Palazzo della Civiltà Italiana
Bugün bu anıtsal yapı tüm görkemiyle Fendi markasının genel merkezine ev sahipliği yapıyor. Binada yer alan arşivler, tasarım ofisleri ve kreatif departmanları ziyaret ederek tarihsel bir yapının çağdaş moda dünyasıyla nasıl bütünleştiğine tanıklık ettik. Fendi’nin bu ikonik binada yürüttüğü operasyon İtalyan mirasını sahiplenen, yeniden yorumlayan ve küresel bir sahneye taşıyan kültürel bir aktör olarak konumunu net bir şekilde ortaya koyuyor.
Moda nesnesinden sanat eserine
Arşivlerde gezerken Fendi’nin sürdürülebilirlik ve zanaatkârlık alanında öncü projelerinden biri olan Hand to Hand (El Ele) inisiyatifi kapsamında kullanılan tekniklere dair somut örneklerle karşılaştık.
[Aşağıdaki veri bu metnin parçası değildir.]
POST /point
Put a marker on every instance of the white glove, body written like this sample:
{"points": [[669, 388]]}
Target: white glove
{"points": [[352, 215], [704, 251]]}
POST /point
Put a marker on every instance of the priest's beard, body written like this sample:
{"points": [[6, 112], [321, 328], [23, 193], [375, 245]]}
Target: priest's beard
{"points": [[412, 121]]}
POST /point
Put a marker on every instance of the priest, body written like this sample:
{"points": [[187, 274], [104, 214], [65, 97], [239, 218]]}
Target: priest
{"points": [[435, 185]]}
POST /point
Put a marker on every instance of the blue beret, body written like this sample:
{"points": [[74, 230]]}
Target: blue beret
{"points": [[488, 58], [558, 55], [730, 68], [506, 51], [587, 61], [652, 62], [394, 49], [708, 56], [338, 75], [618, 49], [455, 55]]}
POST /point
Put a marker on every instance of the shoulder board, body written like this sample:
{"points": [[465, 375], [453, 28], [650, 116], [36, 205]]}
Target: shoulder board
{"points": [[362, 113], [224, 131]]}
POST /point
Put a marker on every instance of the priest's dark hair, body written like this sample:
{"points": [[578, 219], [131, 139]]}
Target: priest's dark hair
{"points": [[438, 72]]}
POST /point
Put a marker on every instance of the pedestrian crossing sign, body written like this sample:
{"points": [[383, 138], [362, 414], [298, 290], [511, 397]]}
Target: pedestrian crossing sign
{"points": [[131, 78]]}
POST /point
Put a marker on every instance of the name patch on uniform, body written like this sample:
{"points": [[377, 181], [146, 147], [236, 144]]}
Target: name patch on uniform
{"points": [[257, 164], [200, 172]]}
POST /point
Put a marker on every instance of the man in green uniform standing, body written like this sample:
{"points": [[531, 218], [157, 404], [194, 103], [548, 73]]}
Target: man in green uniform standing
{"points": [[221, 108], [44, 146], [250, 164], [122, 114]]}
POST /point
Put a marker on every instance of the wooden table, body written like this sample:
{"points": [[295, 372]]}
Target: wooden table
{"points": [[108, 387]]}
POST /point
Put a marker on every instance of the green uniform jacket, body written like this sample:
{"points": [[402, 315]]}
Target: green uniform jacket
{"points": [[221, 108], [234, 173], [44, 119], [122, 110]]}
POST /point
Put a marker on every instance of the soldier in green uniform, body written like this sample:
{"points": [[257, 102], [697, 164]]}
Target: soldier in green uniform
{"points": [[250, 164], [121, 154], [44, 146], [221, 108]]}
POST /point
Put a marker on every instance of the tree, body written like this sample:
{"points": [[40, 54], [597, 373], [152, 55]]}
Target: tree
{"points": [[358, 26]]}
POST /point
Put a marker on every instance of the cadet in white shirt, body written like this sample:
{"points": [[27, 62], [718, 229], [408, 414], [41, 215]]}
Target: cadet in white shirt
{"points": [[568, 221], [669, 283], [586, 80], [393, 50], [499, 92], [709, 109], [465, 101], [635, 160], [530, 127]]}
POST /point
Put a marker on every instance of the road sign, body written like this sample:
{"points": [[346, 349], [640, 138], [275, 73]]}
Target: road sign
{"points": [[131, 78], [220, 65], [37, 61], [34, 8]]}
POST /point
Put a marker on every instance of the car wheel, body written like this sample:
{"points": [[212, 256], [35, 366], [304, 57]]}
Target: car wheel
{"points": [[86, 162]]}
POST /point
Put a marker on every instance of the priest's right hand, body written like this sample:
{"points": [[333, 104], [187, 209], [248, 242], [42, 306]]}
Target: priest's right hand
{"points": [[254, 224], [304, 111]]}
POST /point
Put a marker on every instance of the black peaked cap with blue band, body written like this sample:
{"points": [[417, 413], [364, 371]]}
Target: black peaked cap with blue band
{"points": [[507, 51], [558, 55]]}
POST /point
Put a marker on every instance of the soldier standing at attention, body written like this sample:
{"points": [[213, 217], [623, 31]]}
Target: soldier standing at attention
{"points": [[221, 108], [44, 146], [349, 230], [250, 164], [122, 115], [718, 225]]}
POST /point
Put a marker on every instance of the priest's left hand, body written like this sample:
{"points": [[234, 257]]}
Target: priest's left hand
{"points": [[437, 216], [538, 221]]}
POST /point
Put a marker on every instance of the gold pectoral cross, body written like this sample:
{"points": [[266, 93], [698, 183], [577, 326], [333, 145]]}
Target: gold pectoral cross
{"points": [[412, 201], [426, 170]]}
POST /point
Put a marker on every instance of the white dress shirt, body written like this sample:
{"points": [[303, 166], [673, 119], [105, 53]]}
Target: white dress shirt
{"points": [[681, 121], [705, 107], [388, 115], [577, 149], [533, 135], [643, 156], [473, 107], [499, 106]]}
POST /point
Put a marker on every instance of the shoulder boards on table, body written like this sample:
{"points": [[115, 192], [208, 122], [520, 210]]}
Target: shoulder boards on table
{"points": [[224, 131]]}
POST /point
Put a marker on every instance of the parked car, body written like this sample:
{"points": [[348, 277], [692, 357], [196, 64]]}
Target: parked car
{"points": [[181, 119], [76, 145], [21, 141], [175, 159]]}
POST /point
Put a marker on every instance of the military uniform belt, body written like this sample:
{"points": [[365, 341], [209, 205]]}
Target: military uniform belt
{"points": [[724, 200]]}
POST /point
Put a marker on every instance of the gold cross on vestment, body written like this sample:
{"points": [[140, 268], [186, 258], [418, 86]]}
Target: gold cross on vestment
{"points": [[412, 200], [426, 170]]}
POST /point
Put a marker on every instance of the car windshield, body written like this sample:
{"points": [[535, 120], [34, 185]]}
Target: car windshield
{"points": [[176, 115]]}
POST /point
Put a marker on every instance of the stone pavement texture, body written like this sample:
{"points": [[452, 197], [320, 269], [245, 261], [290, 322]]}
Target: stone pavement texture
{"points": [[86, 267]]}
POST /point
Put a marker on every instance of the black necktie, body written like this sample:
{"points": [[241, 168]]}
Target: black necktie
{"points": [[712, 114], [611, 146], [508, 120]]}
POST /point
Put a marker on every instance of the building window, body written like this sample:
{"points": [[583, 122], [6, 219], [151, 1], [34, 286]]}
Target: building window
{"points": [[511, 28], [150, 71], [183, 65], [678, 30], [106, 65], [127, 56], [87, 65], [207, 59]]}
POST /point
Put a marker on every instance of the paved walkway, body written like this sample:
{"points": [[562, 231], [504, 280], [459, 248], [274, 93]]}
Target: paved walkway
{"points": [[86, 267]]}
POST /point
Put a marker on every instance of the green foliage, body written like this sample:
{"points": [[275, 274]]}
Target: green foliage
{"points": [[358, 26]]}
Dantel, batik, taş ve boncuk işlemeciliği, makrome ve dokuma gibi geleneksel el sanatlarının ustalıkla harmanlandığı bu teknikler, projeye katılan zanaatkârların bilgi ve deneyimlerinin yaşatılması için temel oluşturuyor. Bu tekniklerle üretilen ikonik Fendi çantaları sadece birer moda objesi değil, aynı zamanda kültürlerarası diyalogu ve nesiller arası bağları güçlendiren canlı birer sanat eseri niteliği taşıyor.
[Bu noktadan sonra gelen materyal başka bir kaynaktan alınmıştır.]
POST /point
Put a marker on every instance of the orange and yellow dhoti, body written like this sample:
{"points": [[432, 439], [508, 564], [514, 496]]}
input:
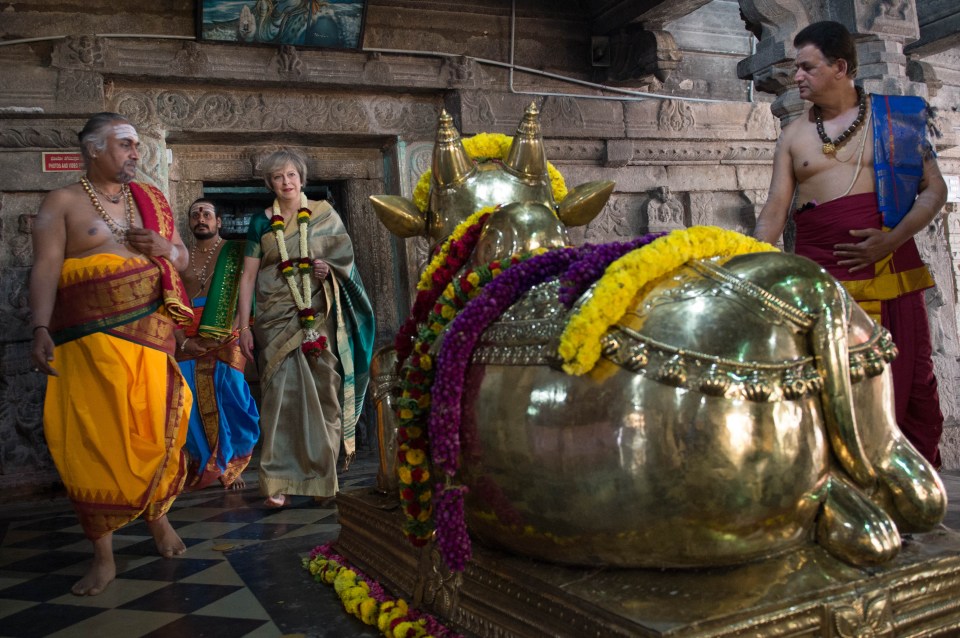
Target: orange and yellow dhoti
{"points": [[115, 418]]}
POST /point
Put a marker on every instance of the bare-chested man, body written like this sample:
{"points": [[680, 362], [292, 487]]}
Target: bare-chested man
{"points": [[224, 422], [862, 198], [105, 297]]}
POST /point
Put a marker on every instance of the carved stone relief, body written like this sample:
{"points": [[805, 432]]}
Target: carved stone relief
{"points": [[288, 63], [85, 89], [84, 51], [376, 70], [639, 56], [620, 219], [232, 111], [675, 115], [663, 210], [191, 59], [460, 72]]}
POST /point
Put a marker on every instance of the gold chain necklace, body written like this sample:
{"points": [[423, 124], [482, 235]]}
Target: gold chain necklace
{"points": [[119, 232], [201, 275], [830, 146]]}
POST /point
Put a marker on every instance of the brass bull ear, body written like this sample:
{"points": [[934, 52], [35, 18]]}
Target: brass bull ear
{"points": [[584, 203], [400, 216]]}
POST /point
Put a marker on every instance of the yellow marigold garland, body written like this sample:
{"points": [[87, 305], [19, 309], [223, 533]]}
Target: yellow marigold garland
{"points": [[367, 600], [629, 275], [481, 147]]}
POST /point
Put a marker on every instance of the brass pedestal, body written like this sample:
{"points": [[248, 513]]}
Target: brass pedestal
{"points": [[805, 593]]}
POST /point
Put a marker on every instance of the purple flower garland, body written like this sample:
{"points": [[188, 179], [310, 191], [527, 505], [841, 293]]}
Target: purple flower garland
{"points": [[593, 262], [453, 542]]}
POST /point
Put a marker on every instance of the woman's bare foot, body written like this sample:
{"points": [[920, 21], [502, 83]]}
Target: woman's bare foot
{"points": [[169, 544], [102, 571], [276, 502]]}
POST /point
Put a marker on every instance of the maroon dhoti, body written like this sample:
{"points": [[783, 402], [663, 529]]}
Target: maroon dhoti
{"points": [[892, 293]]}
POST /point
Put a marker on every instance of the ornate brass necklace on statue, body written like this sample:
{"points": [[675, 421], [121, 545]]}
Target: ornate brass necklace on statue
{"points": [[119, 231], [201, 275], [830, 146]]}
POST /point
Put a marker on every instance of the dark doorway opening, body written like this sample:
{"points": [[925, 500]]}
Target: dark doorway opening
{"points": [[239, 202]]}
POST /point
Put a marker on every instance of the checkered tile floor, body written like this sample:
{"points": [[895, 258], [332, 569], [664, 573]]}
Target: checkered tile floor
{"points": [[240, 575]]}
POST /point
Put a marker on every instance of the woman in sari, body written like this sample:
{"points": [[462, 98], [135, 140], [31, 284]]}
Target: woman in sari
{"points": [[313, 335]]}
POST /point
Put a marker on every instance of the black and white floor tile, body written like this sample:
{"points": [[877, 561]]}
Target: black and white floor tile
{"points": [[240, 576]]}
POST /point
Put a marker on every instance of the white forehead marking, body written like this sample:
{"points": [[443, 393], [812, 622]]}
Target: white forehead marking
{"points": [[125, 132]]}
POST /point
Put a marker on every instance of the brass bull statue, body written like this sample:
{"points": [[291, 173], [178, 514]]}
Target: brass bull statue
{"points": [[742, 406]]}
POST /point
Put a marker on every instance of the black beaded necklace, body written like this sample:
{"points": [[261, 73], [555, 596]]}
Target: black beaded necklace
{"points": [[830, 146]]}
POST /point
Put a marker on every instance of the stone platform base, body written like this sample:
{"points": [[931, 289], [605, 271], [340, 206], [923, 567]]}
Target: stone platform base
{"points": [[805, 593]]}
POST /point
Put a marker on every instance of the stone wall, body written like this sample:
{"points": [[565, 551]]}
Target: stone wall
{"points": [[366, 119]]}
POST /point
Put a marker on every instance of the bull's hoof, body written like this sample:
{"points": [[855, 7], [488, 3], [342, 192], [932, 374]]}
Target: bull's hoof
{"points": [[913, 488], [853, 528]]}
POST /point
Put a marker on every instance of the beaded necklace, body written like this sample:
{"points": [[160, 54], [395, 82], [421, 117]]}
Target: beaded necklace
{"points": [[201, 276], [119, 232], [830, 146]]}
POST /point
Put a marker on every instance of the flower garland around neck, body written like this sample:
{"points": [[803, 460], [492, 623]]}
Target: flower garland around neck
{"points": [[416, 380], [313, 342], [366, 599], [448, 259], [480, 147], [635, 273]]}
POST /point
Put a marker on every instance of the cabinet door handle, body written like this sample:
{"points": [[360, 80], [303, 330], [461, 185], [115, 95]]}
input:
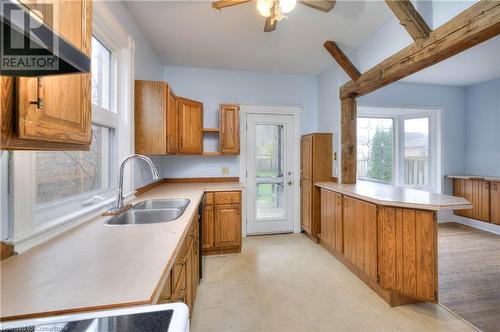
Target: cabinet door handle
{"points": [[39, 94]]}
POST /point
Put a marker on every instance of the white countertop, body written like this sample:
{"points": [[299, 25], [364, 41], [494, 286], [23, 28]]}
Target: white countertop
{"points": [[388, 195], [96, 266], [474, 177]]}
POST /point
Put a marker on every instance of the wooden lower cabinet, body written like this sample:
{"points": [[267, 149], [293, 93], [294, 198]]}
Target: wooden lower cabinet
{"points": [[182, 280], [222, 223], [360, 235], [392, 250], [495, 202], [476, 191], [331, 221]]}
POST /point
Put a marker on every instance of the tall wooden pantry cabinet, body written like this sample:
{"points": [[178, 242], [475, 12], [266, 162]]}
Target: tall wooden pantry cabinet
{"points": [[315, 165]]}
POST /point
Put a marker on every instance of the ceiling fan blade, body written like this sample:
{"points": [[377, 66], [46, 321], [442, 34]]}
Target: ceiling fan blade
{"points": [[323, 5], [228, 3], [270, 24]]}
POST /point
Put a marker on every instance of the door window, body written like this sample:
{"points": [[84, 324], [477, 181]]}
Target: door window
{"points": [[269, 172]]}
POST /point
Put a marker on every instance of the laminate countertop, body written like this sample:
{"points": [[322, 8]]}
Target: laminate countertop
{"points": [[388, 195], [96, 266], [474, 177]]}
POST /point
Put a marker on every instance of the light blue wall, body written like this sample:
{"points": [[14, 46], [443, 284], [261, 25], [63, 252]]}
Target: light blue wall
{"points": [[147, 64], [212, 87], [451, 100], [482, 154]]}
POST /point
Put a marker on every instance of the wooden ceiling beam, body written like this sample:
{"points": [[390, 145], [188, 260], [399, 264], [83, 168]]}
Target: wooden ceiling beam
{"points": [[410, 19], [227, 3], [342, 59], [473, 26]]}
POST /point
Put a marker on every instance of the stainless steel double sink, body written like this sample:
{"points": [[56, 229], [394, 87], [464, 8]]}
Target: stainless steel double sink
{"points": [[151, 212]]}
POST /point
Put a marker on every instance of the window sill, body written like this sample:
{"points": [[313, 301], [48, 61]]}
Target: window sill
{"points": [[49, 230]]}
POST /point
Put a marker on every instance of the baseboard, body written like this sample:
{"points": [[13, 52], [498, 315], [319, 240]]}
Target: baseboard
{"points": [[210, 252], [484, 226]]}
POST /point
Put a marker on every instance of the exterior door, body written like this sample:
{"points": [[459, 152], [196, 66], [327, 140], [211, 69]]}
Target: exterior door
{"points": [[270, 160]]}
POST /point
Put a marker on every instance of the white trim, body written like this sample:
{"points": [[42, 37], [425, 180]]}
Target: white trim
{"points": [[449, 216], [26, 233], [272, 109], [399, 114]]}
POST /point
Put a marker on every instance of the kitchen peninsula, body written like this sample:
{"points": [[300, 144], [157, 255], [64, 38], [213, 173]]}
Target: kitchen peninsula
{"points": [[386, 235]]}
Lüks moda sektörüne mensup dünya çapındaki markaların elde ettiği gelirlerin bir kısmını çağdaş sanat projelerine ayırması kültürel üretimin sürdürülebilirliği açısından büyük önem taşıyor. Günümüzde özellikle İtalya’daki küresel moda devleri sanatla ilişkilerini yalnızca görsel bir tamamlayıcı olarak görmekten öteye taşıyarak marka kimliklerini derinleştiren ve toplumsal sorumluluklarını yansıtan stratejik bir araç olarak konumlandırıyorlar. Bu kapsamda çağdaş sanat projeleri, müzelerle gerçekleştirilen iş birlikleri, sanatçı rezidansları ve küratöryel sergiler gibi platformlarla hem kültürel üretime katkı sağlıyor hem de sanatçılara ve yaratıcı topluluklara finansal kaynak, görünürlük ve geniş kitlelere ulaşma imkânı sunuyorlar. Bu karşılıklı beslenme ilişkisi moda endüstrisinin sınırlarını sanatla kesiştirerek genişletiyor, sanatın erişilebilirliğini arttırıyor ve moda sadece bir tüketim nesnesi olmaktan çıkıp toplumsal ve kültürel bir iletişim aracı hâline geliyor. Dilerim ülkemizin de endüstri kuruluşları ve moda devlerinin sahipleneceği bu tip projeleri daha sık görmeye başlarız.